When a person makes a power of attorney in Rochester New York, that person will have to select someone to act as an agent. If you are ever asked to serve as an agent, there are several issues you will have to understand. Choosing to be an agent is a decision you should never make lightly because it imposes specific legal responsibilities on you. If someone has asked you to serve as an agent, here are several issues you should understand.
Issue 1. You must understand the extent of your authority.
As an agent, you can only represent the person making the power of attorney, called the principal, to the extent authorized by the power of attorney document. Every power of attorney document is different, and will state in detail what you can and cannot do. Some powers of attorney are specific, while others are very broad. Even if you have known the principal for years and trust him or her completely, you will always want to make sure you know what the power of attorney says. As the agent, it is your responsibility to do what is in the principal’s best interests. Knowing the extent of your powers is essential if you hope to perform your duties properly.

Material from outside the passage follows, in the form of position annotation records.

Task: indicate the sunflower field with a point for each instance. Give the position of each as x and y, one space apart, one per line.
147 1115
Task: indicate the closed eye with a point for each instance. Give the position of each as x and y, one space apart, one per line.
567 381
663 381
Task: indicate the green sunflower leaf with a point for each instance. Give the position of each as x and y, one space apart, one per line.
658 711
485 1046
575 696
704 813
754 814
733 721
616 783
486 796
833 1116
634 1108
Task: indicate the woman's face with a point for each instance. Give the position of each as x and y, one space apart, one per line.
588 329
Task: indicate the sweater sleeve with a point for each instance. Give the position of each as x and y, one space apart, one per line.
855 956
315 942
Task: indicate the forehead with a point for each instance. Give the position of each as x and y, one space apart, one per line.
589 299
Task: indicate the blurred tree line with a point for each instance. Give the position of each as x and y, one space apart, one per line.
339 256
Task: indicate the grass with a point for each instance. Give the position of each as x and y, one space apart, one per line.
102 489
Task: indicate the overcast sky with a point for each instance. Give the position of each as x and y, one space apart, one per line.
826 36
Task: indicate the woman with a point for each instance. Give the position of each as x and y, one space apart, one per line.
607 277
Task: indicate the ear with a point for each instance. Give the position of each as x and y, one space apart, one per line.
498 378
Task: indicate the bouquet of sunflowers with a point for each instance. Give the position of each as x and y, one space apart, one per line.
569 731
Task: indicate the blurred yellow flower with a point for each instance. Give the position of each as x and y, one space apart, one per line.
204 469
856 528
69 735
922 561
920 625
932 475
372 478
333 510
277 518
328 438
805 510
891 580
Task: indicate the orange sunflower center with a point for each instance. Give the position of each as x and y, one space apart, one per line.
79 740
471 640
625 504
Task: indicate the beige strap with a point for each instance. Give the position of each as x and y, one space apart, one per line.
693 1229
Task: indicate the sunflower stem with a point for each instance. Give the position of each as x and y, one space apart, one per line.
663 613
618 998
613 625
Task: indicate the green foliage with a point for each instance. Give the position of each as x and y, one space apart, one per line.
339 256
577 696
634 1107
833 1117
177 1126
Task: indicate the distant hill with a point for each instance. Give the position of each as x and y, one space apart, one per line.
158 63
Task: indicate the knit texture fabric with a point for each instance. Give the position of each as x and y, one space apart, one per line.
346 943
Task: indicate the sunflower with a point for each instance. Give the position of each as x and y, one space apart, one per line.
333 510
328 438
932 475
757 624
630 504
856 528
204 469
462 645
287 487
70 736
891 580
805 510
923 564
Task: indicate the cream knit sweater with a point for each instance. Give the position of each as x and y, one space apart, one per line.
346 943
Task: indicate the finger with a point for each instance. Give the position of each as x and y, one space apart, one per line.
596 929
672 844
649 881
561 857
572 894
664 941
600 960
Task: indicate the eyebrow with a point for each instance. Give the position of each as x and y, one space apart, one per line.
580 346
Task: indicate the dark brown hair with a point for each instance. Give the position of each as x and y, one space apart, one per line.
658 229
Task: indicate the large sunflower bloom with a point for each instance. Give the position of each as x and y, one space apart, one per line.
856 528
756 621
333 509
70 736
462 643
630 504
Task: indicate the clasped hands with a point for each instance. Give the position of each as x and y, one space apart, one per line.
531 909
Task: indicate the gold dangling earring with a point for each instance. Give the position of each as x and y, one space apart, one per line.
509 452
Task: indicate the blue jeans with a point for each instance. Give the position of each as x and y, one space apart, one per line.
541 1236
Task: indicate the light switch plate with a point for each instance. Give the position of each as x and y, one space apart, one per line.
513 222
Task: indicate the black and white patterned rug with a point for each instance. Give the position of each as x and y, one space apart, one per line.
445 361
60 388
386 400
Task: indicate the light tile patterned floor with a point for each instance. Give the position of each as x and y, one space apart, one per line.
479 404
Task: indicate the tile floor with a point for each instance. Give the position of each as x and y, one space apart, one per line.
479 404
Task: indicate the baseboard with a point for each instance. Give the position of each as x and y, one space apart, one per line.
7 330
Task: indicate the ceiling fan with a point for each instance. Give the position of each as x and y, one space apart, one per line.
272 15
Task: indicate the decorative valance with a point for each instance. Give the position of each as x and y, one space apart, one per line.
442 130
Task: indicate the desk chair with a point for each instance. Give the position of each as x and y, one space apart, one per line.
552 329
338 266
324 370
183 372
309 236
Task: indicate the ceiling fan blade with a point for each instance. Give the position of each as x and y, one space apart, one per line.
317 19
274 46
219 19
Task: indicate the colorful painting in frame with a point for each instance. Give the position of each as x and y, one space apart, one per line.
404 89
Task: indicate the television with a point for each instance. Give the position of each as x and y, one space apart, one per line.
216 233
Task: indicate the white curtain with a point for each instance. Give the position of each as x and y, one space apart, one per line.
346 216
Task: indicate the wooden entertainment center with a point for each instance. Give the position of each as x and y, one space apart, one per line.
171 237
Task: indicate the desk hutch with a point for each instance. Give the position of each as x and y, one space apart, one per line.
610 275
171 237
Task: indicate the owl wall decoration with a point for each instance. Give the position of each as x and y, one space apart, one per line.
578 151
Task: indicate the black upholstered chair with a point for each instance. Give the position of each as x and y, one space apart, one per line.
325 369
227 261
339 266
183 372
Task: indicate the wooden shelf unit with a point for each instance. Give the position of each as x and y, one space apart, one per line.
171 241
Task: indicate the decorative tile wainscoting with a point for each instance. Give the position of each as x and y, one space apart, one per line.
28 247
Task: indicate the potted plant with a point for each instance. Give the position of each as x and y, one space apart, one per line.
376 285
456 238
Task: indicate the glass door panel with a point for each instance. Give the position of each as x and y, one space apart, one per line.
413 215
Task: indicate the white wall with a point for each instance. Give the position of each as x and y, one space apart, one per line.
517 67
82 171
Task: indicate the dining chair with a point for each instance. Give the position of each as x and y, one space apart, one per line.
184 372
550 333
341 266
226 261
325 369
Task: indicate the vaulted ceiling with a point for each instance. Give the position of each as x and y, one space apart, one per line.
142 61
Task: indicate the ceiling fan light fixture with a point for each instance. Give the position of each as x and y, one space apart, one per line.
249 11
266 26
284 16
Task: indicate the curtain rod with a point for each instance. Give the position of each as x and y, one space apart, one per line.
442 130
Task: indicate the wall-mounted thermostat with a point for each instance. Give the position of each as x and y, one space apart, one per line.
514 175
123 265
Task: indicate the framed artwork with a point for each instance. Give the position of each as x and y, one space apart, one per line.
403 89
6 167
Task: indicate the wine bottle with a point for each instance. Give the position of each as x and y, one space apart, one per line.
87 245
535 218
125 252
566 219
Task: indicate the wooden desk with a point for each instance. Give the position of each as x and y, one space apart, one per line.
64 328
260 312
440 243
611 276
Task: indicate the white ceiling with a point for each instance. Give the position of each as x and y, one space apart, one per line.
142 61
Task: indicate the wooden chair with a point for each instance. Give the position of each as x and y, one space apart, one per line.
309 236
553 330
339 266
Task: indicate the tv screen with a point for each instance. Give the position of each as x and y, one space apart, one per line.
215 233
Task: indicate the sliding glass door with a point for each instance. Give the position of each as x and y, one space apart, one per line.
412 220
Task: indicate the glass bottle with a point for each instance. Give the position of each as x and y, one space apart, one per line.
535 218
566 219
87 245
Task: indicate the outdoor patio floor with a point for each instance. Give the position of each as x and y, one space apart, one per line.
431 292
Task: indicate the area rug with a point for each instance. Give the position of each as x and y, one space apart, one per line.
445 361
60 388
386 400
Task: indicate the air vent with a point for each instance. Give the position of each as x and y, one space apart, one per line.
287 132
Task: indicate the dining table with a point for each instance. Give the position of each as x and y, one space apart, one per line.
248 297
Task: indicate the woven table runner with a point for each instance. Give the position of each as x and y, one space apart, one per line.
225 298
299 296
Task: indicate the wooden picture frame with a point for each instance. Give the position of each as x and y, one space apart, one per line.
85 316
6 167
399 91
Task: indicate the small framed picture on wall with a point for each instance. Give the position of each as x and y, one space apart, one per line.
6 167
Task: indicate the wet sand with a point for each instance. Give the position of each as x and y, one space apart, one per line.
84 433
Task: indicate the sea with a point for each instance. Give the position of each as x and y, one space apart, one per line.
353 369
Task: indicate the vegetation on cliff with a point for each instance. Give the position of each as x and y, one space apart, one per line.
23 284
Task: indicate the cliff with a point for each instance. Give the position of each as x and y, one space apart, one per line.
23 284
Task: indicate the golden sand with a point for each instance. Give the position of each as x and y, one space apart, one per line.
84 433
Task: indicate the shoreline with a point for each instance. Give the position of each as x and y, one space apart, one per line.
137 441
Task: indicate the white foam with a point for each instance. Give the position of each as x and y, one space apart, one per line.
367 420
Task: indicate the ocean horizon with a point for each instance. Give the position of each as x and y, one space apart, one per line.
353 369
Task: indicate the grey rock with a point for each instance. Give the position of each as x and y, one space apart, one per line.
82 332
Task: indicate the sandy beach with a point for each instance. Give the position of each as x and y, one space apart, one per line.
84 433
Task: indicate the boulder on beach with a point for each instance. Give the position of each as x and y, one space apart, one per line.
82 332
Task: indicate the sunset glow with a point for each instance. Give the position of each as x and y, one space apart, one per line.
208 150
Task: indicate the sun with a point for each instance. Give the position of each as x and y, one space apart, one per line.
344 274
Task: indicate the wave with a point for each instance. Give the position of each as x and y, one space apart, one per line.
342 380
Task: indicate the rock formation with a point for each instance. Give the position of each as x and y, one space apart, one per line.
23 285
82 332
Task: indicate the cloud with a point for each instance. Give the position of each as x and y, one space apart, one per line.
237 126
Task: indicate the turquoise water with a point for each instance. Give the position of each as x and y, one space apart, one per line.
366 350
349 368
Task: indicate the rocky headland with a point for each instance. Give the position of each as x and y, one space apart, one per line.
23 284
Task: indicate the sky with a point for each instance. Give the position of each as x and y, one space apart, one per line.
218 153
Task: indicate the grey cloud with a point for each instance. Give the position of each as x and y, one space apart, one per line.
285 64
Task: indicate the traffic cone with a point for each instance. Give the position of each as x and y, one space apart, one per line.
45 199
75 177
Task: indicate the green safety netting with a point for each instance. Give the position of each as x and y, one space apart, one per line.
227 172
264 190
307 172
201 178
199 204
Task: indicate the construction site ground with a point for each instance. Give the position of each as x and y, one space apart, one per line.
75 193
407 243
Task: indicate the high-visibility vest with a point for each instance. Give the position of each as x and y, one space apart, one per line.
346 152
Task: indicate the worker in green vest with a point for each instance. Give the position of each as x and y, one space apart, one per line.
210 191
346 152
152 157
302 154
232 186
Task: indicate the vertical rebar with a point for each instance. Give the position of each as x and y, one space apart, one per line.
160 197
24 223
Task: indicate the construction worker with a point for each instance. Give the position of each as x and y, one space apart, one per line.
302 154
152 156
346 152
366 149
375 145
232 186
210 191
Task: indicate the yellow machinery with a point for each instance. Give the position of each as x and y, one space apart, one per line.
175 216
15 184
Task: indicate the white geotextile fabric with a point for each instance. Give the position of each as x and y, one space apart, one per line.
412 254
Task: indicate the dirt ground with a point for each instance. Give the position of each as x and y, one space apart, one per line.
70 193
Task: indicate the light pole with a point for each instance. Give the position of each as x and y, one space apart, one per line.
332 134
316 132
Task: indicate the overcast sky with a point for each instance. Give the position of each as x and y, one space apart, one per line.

Issue 2. Know what you have to do to resign.
Being an agent under a power of attorney is sometimes a difficult task. People who accept the position occasionally find out that they are unsuited to it. Others find that they do not have enough time to properly serve the principal’s interests.
If you decide that you must resign your authority as agent under power of attorney, you must do so in a way that does not harm the principal. Most power of attorney documents state what an agent must do if he or she chooses to resign. For example, the power of attorney will probably name a successor or replacement agent who will take your position if you can no longer serve. The document will typically require you to notify the replacement agent, and the principal, of your resignation.
Issue 3. Understand the compensation.
Some, but not all, powers of attorney allow agents to receive compensation for their efforts. You should always keep a diary or log of the work you perform as an agent whether or not you are being compensated. If the power of attorney document calls for compensation, you should be clear about what you need to do to receive payment and cover any costs or expenses associated with the fulfillment of your duties.